Goats at Work

July 4, 2020

Here on the farm we don't just raise livestock. We utilize the animals to improve our land. This video highlights some of the work that the goats perform for us. When one thinks of goats, one thinks of clearing brush - because they are famous for eating everything. But they are good for control and removal of invasive plants also.

You may know that our farm was clear-cut, meaning that all timber and trees were removed from about 3/4's of the property. It was being cut when we looked at it. 

Clear-cutting didn't seem like a big deal at the time.  We were living overseas in Guatemala and planned to renovate the old house in time for retirement.  We were horrified by the condition of the clear-cut areas and quickly decided that growing trees was not something that we wanted to do again on our property.

When we moved onto the property a year after the trees were removed, we immediately began to convert the mess to pasture.  The pigs and goats have been a vital part of this process.  Pigs eat and or dig up unwanted plants such as blackberry, multiflora rose and sweet gum trees.  Following the pigs with goats helps to remove anything that grows back. 

We save certain trees to provide shade and forage for livestock and wildlife.  Among those saved are Oaks, Tulip Poplar, Black Walnut, Sycamore, Holly and a few others. 

The areas of our farm that were not cut were already in pasture.  A neighbor had been cutting hay for years.  Cutting hay removes organic matter and minerals from the soil with the result that many undesired species start to take hold.

Perennial Lespedeza is just one of a few undesired species in our pastures.  It is native to Asia and Eastern Australia.  It was imported to the US where it was planted to control erosion and to re-vegetate abandoned mining sites.  It will grow to heights of up to 2 meters if not controlled!  That's taller than the cows....

It's a problem because it is invasive and can reduce the diversity of plant life making a field not only less attractive to wildlife, but also to our cattle.

The cows will eat it only in early spring when it first sprouts.  After that, it becomes woody and the cows find it unpalatable.

Generally, we try to mow it down after each grazing by the cows.  That has not been effective in getting rid of it, unfortunately.  It only prevents it from getting really tall and smothering other more palatable vegetaion.

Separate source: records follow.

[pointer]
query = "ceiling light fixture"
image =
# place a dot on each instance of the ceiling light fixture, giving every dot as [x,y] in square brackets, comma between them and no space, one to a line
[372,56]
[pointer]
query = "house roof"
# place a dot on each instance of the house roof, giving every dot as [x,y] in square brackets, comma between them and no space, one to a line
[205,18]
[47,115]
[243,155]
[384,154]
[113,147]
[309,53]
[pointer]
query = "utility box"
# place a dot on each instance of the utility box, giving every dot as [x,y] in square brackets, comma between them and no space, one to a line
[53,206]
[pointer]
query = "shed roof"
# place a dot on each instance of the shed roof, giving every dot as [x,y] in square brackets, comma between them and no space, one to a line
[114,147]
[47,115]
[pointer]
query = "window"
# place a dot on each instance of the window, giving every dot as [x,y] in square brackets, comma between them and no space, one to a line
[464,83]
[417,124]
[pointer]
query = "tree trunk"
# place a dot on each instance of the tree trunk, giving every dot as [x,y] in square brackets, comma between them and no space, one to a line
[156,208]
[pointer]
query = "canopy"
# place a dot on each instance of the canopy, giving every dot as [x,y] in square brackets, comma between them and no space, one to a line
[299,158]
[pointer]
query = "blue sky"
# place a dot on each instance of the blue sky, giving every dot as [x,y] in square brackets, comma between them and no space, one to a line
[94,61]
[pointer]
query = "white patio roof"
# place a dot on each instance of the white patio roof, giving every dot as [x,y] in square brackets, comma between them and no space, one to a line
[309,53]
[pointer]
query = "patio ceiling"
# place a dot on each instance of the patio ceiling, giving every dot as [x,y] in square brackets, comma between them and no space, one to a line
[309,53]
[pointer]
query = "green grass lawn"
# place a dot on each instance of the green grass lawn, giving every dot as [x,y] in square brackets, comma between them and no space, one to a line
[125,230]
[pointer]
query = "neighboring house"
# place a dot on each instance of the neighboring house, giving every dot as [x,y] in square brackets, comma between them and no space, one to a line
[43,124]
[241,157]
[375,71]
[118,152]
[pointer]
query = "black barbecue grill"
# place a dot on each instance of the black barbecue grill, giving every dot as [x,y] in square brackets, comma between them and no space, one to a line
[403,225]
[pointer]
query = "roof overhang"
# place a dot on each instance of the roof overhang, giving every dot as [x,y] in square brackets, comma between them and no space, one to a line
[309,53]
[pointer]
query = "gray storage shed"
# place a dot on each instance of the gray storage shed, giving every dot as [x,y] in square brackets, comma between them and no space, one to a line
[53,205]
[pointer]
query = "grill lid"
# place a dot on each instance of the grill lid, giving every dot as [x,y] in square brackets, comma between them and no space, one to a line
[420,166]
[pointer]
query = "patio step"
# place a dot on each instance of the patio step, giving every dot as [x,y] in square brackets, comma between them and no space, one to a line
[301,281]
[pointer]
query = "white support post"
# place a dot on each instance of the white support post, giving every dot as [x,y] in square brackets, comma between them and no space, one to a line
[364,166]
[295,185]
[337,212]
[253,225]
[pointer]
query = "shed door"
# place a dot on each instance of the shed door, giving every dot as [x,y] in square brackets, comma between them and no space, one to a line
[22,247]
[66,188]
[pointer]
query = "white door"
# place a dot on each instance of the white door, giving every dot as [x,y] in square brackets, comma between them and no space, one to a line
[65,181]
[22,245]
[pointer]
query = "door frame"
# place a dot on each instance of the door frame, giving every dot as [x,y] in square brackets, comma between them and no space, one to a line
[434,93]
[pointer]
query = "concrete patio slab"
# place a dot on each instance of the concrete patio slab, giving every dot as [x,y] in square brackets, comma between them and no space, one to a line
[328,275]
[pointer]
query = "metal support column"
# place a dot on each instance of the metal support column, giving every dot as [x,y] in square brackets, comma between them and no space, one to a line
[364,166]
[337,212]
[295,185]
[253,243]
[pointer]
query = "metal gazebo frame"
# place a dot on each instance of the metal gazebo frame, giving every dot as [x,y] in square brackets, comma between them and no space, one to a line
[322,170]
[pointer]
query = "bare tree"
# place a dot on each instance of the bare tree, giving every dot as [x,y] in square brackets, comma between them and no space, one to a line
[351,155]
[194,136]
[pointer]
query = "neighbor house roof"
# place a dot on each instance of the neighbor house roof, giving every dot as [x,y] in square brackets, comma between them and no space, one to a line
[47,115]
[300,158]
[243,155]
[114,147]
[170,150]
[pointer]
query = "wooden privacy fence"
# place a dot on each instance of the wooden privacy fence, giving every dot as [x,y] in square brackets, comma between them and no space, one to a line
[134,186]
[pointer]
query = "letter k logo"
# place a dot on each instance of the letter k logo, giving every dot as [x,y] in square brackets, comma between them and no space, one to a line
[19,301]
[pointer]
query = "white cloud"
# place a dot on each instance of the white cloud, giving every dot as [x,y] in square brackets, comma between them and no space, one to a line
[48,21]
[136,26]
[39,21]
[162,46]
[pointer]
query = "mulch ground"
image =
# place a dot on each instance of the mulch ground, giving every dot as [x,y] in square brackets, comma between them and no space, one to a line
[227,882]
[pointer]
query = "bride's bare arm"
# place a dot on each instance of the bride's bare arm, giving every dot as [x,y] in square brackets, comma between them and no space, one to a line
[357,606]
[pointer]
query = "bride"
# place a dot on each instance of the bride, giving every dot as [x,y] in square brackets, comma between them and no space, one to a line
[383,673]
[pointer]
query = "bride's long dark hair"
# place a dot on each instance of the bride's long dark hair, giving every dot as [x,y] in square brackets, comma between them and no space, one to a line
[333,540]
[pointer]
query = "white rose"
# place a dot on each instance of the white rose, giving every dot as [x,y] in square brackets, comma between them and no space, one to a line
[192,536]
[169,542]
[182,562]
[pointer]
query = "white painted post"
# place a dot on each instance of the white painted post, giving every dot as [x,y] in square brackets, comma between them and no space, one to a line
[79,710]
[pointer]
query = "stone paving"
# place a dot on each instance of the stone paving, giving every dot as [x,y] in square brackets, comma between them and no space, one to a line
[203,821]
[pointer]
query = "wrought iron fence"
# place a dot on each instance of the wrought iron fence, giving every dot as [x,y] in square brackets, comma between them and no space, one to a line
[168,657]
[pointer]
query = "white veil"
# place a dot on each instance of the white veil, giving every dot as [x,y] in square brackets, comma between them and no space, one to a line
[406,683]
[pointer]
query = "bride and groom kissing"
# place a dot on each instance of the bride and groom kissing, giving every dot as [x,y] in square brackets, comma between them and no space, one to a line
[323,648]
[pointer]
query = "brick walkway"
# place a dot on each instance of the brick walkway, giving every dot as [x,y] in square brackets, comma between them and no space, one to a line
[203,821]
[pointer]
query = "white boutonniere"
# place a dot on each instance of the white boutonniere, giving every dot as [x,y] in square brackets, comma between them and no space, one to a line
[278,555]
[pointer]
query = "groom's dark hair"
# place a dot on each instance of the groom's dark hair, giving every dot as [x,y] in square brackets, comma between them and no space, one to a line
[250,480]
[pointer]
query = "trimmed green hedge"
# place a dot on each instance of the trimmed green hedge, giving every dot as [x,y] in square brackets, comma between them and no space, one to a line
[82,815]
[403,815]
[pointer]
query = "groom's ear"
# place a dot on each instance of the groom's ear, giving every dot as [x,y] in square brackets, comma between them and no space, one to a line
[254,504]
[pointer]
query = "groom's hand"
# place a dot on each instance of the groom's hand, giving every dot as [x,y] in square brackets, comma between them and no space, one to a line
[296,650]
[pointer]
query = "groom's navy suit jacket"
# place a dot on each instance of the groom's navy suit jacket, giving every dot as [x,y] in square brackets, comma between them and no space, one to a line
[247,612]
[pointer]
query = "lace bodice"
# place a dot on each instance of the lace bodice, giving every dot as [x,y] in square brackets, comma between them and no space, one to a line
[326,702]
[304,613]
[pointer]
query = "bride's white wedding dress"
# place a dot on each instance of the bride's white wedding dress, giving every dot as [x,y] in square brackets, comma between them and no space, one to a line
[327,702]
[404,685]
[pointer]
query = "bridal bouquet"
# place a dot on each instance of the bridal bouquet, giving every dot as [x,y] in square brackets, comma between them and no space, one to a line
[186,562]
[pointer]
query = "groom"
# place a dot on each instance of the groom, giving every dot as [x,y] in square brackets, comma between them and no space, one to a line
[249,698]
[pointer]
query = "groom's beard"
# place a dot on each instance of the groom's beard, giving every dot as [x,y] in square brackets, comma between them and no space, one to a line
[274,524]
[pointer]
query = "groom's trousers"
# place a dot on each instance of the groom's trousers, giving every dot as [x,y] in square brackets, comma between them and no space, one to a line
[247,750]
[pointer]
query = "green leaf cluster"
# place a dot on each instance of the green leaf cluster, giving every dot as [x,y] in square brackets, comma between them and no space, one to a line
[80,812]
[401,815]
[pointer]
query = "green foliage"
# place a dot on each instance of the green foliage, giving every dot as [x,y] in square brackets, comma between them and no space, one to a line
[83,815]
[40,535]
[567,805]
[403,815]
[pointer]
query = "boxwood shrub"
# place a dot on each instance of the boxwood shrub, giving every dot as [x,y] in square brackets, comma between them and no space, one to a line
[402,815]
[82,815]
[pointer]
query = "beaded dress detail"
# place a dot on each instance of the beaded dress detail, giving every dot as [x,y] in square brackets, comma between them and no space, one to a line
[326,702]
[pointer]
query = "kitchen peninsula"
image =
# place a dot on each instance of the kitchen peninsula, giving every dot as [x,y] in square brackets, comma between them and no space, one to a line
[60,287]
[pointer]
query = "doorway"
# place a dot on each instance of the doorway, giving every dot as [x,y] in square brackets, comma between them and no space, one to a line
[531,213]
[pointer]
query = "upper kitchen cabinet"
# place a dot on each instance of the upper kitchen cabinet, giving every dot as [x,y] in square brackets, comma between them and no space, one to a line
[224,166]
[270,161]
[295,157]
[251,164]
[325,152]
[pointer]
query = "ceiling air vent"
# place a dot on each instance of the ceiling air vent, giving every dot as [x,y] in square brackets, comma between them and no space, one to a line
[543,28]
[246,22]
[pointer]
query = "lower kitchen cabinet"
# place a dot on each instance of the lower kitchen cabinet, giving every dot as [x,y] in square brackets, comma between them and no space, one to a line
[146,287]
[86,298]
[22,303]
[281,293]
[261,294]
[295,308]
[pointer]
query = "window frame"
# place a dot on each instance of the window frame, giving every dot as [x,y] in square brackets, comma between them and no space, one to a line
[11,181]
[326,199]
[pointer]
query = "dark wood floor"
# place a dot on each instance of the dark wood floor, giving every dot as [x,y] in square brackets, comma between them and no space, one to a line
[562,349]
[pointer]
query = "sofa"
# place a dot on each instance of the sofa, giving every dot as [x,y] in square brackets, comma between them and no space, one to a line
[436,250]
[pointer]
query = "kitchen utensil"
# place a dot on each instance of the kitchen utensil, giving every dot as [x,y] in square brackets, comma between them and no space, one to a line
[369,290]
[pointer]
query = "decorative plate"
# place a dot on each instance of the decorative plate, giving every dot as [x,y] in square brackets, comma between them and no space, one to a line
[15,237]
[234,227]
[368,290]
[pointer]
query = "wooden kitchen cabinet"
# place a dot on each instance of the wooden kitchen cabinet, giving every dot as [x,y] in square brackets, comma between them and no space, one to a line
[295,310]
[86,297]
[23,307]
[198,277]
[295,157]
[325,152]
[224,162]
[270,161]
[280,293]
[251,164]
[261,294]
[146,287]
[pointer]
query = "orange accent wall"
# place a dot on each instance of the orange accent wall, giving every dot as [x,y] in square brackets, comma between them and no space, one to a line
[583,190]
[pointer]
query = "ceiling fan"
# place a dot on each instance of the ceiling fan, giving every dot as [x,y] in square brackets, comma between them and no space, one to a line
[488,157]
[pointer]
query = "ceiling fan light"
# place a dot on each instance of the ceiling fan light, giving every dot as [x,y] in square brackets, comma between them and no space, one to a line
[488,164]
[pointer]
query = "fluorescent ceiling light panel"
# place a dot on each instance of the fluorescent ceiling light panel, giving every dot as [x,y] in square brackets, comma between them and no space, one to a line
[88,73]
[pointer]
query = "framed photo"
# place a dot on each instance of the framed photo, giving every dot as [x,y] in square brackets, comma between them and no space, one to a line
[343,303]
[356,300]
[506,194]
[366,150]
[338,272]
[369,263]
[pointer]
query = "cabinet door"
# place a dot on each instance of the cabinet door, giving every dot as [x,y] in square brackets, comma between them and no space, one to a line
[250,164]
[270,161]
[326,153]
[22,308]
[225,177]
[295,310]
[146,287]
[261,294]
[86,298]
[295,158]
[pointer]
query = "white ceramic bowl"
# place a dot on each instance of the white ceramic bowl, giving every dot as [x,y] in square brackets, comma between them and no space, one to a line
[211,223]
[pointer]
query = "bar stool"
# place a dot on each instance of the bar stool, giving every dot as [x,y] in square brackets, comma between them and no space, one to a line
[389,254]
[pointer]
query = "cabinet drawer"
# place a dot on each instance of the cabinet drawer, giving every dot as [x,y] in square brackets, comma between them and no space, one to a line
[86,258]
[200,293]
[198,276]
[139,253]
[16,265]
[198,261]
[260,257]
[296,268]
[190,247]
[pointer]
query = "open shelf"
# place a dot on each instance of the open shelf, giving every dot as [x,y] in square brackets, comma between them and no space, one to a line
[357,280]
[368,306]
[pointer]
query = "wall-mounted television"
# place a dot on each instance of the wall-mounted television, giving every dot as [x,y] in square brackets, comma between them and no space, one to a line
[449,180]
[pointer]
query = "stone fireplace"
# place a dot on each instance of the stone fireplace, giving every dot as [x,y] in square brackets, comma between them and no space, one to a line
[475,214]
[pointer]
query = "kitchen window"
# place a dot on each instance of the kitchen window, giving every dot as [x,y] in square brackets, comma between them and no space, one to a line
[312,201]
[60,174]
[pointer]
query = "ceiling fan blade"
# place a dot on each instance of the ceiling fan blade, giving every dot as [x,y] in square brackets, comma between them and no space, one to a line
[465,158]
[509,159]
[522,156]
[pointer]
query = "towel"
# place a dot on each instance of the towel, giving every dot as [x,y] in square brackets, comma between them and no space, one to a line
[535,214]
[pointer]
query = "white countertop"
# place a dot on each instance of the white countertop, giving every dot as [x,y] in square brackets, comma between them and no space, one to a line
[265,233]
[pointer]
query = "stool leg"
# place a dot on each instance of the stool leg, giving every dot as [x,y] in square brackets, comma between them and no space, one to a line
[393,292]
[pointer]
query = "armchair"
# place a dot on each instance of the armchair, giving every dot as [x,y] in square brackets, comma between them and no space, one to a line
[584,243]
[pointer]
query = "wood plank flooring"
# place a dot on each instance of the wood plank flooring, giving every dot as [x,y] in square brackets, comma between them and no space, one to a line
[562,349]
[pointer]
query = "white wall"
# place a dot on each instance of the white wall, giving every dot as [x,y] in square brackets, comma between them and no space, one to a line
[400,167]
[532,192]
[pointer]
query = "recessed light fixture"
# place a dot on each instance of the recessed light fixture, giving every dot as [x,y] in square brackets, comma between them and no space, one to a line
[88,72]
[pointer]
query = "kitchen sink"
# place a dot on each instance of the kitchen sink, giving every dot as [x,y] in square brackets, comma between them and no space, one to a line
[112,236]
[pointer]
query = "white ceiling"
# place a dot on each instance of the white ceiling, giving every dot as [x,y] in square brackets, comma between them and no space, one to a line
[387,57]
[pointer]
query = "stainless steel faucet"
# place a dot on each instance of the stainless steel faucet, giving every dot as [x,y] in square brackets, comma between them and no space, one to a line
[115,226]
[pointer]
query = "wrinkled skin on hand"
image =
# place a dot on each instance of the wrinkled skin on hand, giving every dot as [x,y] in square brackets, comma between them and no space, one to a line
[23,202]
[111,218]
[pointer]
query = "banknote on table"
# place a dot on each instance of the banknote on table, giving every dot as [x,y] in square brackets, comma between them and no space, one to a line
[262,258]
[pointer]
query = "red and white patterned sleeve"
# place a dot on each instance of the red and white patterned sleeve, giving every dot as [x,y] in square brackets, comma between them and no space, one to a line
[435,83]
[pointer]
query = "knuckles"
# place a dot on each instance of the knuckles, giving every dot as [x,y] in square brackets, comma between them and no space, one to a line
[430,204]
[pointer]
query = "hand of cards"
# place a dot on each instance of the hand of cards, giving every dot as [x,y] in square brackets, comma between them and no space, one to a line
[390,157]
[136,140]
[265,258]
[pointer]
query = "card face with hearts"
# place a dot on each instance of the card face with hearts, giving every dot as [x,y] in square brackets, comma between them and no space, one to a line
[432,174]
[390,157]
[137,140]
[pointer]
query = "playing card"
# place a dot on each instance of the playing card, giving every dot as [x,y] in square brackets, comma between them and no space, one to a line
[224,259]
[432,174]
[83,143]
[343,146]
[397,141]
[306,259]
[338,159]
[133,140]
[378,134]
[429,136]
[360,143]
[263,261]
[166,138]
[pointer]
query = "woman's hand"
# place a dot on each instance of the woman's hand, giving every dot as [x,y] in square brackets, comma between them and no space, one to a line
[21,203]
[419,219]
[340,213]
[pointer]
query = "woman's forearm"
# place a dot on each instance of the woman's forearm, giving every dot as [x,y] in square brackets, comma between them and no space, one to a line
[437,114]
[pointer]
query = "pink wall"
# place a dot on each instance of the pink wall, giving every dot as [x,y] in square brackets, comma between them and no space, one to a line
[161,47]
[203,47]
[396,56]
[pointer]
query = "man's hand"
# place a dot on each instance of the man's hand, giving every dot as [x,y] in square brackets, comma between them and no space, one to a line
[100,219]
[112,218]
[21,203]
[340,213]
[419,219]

This year, I've put the goats into the worst paddock to see what they can do to address the situation. 

The added bonus of grazing the goats on the lespedeza is that it is a natural wormer and helps to control parasites in the goats.  This is a good thing as we do not like to treat animals for worms if it's not necessary.  (Our goats have not been wormed for well over a year now!)  This is because regularly treating for parasites, or "worming" goats reduces the goat's natural resistance to parasites.  It has also resulted in many parasites which are resistant to treatment.  Wormers pass through the animal's body and also kill beneficial insects and other microbes living in the soil.  Dung beetles are particularly at risk.

One of the best alternatives to regularly worming goats is frequent moves to fresh pasture and allowing pasture already grazed by the goats to have adequate recovery time.  This is something that we regularly practice, and given the general good health of our goats, it's been pretty successful.

In the video, you'll see that the goats have followed the cattle into this area.  The cows grazed the paddock for two days and left quite a bit behind.  We are being very careful not to overgraze our paddocks as they recover better and grow back faster when forages are not grazed to very short heights.  Leaving a little extra behind the cows also means that the goats can pick from a variety of forages for a more complete diet.  And a more varied and complete diet means that the goats are healthier.